Well poop....weve been doing 5 days a week for 6 weeks with supplements and such...maybe this pic will do better.....these are all "after" pics


----------



## JustAwesome (Jun 22, 2011)

I still see the same thing, sorry.

Neat colouring to him though


----------



## Endiku (Dec 6, 2010)

I have to agree about him losing muscle in the rear, unfortunately (actually fairly typical with greenies, they key is getting them to really get that butt under themselves to propel them forwards, and doing lots of hill work to really see an improvement) but I do think that he's showing a bit of a nicer topline. It seems smoother and he seems to have picked up some muscle in his shoulders too. That isnt necessarily a great thing because he's most likely on his forehand which is causing the shoulder muscle, but keep working on it! He's a very handsome boy. How old is he and what breed?


----------



## jbolt (Jan 1, 2012)

_Posted via Mobile Device_


----------



## jbolt (Jan 1, 2012)

He is AQHA, Hancock bred gelding, and is 5 years old
Allbreedpedigree.com/lzm+toby+hancock We have been doing balancing excercises,seems like 1000,s of figure 8s and circles at a collected trot,
transitions, and working off the rear. His conformation does seem to predispose him to naturally working off the front end, but as long as i keep my seat correct, he is doing very well putting his butt underneath himself. We did just finish out a 
rough az summer and before pics were taken last december.
_Posted via Mobile Device_


----------



## BlueSpark (Feb 22, 2012)

I would start doing lots of hill work at a trot
_Posted via Mobile Device_


----------



## Endiku (Dec 6, 2010)

Thats good then! Just keep doing what you're doing and don't be afraid to let him go long and low too. Without the proper muscling for collection and frame, too much can do more bad than good. He's a pretty boy indeed!

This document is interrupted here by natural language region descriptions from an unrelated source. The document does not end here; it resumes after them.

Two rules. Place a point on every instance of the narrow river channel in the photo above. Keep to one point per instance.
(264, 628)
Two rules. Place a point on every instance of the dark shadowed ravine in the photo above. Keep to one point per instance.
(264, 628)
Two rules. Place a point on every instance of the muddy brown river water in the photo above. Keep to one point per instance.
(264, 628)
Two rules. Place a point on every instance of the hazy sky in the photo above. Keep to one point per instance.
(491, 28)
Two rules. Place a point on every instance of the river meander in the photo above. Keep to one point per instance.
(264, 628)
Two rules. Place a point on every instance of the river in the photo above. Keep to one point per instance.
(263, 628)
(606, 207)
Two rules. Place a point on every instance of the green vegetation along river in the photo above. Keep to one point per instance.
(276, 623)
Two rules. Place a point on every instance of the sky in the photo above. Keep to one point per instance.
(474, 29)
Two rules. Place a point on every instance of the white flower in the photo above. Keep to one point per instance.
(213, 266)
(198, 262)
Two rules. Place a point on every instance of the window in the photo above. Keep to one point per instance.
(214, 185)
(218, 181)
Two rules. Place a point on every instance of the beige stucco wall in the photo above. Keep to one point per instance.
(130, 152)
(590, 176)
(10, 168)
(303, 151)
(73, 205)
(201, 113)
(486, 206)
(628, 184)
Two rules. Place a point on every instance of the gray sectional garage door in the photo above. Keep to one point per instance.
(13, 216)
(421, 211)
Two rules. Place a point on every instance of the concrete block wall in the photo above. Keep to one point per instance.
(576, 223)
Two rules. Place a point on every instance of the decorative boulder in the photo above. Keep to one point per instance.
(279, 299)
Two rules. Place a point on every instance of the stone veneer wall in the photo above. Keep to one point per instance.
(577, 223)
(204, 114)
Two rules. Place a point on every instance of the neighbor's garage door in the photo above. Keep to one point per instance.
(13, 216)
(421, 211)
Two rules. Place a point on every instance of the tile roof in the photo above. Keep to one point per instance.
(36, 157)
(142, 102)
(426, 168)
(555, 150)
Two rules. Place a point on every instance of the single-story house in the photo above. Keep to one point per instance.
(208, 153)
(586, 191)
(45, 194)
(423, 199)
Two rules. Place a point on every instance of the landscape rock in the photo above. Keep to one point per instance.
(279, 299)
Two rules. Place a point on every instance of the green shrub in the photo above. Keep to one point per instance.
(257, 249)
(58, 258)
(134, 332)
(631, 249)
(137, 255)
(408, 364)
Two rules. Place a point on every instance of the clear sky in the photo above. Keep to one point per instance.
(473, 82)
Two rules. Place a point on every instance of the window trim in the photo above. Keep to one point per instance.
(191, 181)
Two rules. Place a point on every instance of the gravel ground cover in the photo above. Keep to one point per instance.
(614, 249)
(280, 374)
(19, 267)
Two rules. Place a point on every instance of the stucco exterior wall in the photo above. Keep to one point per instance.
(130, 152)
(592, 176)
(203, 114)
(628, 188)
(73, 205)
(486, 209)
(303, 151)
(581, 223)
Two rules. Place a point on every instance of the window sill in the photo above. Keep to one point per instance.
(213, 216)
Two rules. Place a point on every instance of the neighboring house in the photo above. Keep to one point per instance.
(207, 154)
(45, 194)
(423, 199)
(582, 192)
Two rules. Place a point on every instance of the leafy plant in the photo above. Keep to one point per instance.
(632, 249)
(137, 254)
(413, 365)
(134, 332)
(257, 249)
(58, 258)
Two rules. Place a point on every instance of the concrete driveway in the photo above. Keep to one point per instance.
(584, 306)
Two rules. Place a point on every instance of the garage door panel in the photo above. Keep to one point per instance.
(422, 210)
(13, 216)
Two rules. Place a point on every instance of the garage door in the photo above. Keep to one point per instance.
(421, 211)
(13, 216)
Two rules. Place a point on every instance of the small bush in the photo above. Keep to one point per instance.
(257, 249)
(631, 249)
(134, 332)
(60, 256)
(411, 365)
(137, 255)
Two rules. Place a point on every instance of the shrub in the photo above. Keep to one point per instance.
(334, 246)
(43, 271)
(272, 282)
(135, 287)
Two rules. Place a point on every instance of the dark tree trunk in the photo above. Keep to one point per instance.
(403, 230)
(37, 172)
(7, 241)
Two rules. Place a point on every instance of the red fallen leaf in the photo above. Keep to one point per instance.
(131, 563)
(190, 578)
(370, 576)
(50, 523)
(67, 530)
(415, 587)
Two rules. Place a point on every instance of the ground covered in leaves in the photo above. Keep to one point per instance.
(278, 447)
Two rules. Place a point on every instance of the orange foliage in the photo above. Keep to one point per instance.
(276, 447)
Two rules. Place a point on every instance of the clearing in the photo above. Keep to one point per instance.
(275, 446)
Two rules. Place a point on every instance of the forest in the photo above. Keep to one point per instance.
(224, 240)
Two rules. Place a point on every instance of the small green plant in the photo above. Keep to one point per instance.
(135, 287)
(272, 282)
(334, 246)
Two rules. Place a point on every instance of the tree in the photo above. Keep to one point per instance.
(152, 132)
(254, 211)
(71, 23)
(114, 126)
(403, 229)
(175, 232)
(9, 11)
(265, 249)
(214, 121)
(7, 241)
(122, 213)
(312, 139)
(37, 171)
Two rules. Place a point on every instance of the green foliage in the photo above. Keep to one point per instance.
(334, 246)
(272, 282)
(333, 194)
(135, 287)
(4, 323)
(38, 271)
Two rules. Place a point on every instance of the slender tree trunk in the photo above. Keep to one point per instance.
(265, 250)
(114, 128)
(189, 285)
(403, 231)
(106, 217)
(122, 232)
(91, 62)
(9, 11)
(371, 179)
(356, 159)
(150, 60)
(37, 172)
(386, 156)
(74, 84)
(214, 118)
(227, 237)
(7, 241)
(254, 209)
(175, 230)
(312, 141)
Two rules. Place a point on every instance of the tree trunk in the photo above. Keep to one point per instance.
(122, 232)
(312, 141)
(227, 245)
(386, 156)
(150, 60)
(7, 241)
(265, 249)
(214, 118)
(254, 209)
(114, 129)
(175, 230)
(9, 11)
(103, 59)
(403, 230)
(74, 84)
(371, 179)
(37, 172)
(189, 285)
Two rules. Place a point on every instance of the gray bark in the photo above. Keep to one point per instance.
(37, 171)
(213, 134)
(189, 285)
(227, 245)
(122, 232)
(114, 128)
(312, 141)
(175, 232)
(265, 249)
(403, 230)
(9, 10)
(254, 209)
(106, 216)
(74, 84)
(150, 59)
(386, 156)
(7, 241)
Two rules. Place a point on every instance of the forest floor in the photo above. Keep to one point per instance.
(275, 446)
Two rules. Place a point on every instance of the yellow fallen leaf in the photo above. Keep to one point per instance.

What are your plans for him?


----------



## jbolt (Jan 1, 2012)

Western dressage, english pleasure, low level dressage, trails, and team penning for fun. Maybe some barrels, but hes not really ready for any of that yet. Im doing as much basic foundation training as i can by myself before i send him for 60 days to be finished.
_Posted via Mobile Device_


----------



## jbolt (Jan 1, 2012)

He was given to me as an unbroke rangy 4 yr old when my reining horse died : (
_Posted via Mobile Device_


----------



## jbolt (Jan 1, 2012)

We are actually havimg some difficulty staying long and low. I am using a dring snaffle, because hes very soft. I ask, he drops his head, i release, and so forth, but i am not getting any "staying down".
_Posted via Mobile Device_


----------



## Endiku (Dec 6, 2010)

It will come with time. Contrary to popular belief- long and low doesn't come all that naturally to a horse and can actually be hard for them at first. We did TONS of long and low with the OTTB gelding that I retrained before asking for any collection, and it wasn't easy for him at first either. It really helps once you get them to stretch out and relax though.


----------